Ellen’s Antarctic adventure

ANTARCTIC ADVENTURE: Mount Duneed scientist Ellen Moon at Neko Harbour with some cute local residents.

By Luke Voogt

Ellen Moon felt like she had wandered into a painting when her ship the MV Ushuaia glided into Portal Point, Antarctica.

“The scale and beauty of it almost didn’t seem real,” the Mount Duneed local said.

The English-born scientist stared across the bay in wonder at the stark white ice, the still blue sky and inky indigo ocean.

“There were these incredible colours,” she said.

“The mountains almost looked like they were painted on.”

Dr Moon was one of 80 women who travelled more than 1000km across Antarctic seas for a program promoting female leaders in science.

“Women are significantly underrepresented in the leadership positions of science,” she said.

The women travelled to volcanic wastelands and abandoned whaling stations as they immersed themselves in the program, free from the distraction of phones and internet, Dr Moon said.



The Deakin University lecturer remembered approaching their first Antarctic destination, Half-Moon Island, after sailing across “angry” 5m white caps in the Southern Ocean.

“It was very misty and the water was eerily calm,” she said.

“You could probably see about 10m or 20m in front of the boat. Then, almost like something out of a movie, this island just appears out of the mist.”

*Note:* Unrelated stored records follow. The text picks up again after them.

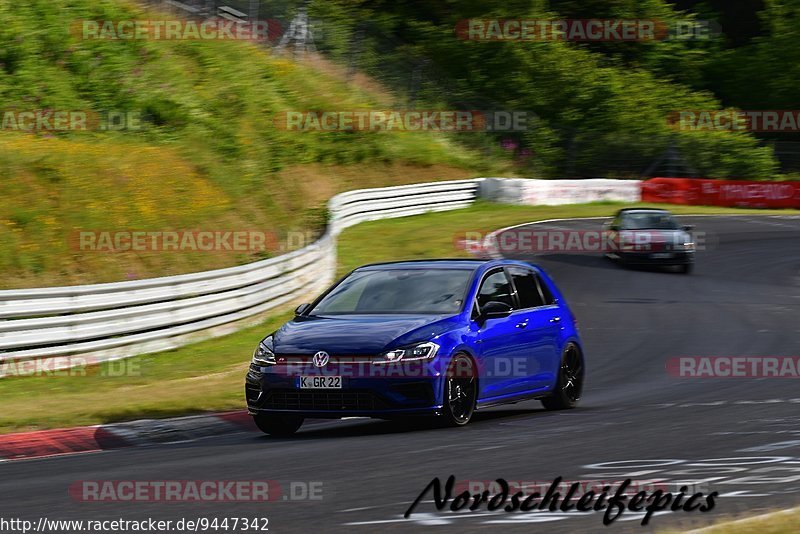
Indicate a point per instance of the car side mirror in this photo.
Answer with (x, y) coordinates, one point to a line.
(495, 310)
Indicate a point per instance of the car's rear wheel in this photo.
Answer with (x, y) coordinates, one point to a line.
(569, 384)
(279, 425)
(460, 391)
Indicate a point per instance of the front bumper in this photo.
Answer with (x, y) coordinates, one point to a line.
(382, 393)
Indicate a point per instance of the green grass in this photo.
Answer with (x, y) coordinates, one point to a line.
(208, 376)
(208, 155)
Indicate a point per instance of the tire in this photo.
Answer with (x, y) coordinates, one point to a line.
(278, 425)
(569, 384)
(460, 392)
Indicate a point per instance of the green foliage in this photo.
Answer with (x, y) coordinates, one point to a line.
(611, 100)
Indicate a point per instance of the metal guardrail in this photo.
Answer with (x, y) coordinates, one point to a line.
(117, 320)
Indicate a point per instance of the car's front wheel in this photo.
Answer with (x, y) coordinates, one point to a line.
(460, 391)
(279, 425)
(569, 384)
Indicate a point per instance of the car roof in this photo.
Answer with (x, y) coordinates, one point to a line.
(632, 210)
(444, 263)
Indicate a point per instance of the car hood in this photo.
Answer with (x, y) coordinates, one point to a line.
(358, 334)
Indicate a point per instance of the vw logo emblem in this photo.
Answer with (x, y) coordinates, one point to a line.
(321, 359)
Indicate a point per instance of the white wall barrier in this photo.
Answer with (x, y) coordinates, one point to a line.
(556, 192)
(57, 327)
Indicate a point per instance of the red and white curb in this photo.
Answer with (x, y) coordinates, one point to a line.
(57, 442)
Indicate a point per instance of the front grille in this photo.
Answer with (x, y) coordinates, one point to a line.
(289, 399)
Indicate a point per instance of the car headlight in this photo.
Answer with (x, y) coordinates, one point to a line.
(421, 351)
(263, 354)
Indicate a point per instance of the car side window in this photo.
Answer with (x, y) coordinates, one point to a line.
(495, 287)
(527, 287)
(547, 295)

The variety landscapes amazed Dr Moon.

Whale bones and old corrugated iron littered the dark shores of Deception Island, while zebra-striped mountains loomed in the background.

“It (looked) like a post-apocalyptic wasteland,” Dr Moon said.

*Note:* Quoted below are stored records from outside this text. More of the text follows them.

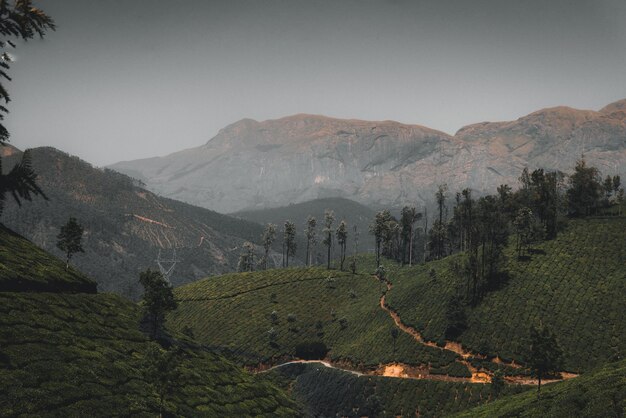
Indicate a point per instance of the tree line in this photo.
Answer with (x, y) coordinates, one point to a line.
(329, 234)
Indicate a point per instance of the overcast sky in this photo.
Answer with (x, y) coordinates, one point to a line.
(123, 79)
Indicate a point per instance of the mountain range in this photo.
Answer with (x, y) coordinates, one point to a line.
(255, 165)
(126, 226)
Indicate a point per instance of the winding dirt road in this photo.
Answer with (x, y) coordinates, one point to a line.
(405, 371)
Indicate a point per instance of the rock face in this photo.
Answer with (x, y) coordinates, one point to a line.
(253, 164)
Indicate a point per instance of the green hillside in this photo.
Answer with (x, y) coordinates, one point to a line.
(125, 224)
(235, 312)
(352, 212)
(26, 267)
(600, 393)
(79, 354)
(328, 392)
(575, 284)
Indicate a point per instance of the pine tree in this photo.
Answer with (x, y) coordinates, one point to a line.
(407, 219)
(342, 239)
(70, 240)
(311, 238)
(22, 21)
(246, 258)
(162, 372)
(545, 355)
(329, 219)
(289, 241)
(378, 228)
(268, 237)
(585, 188)
(158, 298)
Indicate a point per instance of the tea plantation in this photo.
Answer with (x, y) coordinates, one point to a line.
(575, 284)
(26, 267)
(599, 393)
(260, 317)
(330, 392)
(81, 354)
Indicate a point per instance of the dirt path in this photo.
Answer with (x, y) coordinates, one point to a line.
(478, 375)
(405, 371)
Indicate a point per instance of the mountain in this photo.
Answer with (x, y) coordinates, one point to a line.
(69, 353)
(125, 225)
(574, 284)
(252, 165)
(355, 214)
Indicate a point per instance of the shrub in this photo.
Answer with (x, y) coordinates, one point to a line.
(343, 322)
(274, 317)
(312, 350)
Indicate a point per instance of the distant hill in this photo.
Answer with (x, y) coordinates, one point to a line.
(80, 354)
(575, 284)
(125, 225)
(256, 165)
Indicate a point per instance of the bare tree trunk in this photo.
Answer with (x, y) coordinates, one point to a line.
(411, 248)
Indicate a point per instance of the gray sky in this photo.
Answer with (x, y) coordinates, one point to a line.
(123, 79)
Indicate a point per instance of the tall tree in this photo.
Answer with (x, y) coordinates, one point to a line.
(311, 238)
(18, 20)
(356, 247)
(607, 185)
(408, 218)
(523, 227)
(289, 241)
(342, 239)
(585, 188)
(616, 184)
(545, 355)
(162, 372)
(70, 240)
(329, 219)
(246, 258)
(378, 229)
(439, 232)
(268, 237)
(158, 298)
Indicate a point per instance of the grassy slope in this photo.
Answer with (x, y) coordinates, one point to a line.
(79, 354)
(577, 287)
(600, 393)
(118, 244)
(24, 266)
(352, 212)
(328, 392)
(82, 355)
(233, 311)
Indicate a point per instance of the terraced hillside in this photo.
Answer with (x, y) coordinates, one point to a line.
(82, 354)
(575, 284)
(600, 393)
(125, 225)
(26, 267)
(329, 392)
(235, 312)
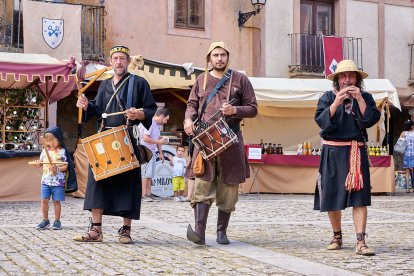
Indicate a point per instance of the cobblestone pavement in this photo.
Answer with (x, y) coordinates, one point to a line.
(270, 234)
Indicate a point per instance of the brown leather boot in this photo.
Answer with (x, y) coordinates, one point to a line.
(223, 219)
(200, 213)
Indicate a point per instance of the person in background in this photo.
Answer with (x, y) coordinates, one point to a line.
(54, 175)
(151, 138)
(408, 157)
(178, 163)
(118, 195)
(344, 114)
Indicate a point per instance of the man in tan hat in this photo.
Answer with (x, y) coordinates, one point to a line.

“It’s essentially a black volcanic landscape but in the higher hills you’ve got this light dusting of snow.”

She jumped the first few times huge chunks of ice split from glaciers and plummeted into the sea, making a sound like thunder.

At first she thought the sound was lightning or a car backfiring.

“Your brain thinks, ‘hang on a minute – that’s not what it is!’”



Local wildlife captivated her throughout the voyage and the penguins were “particularly entertaining”.

“They’re just incredibly clumsy on land,” she said.

“They face-plant a lot – it’s brilliant! But they just shrug it off.”

She was equally in awe of the birds’ grace under water and their ability climb large hills by jumping up slopes.

The voyage was the finale of the Homeward Bound program, themed Mother Nature Needs Her Daughters.

The women visited Antarctica because the effects of climate change were much more visible there than in other parts of the world, Dr Moon explained.

They saw these effects visiting US research facility Palmer Station, she said.

“The glacier alongside the station has retreated 300m over the last 30 years. Every year they go down to the glacier and can’t believe how much has retreated.”

She met a scientist who had an island named after him.

The man described moment as bittersweet given researchers only found the island after the glacier hiding had it melted.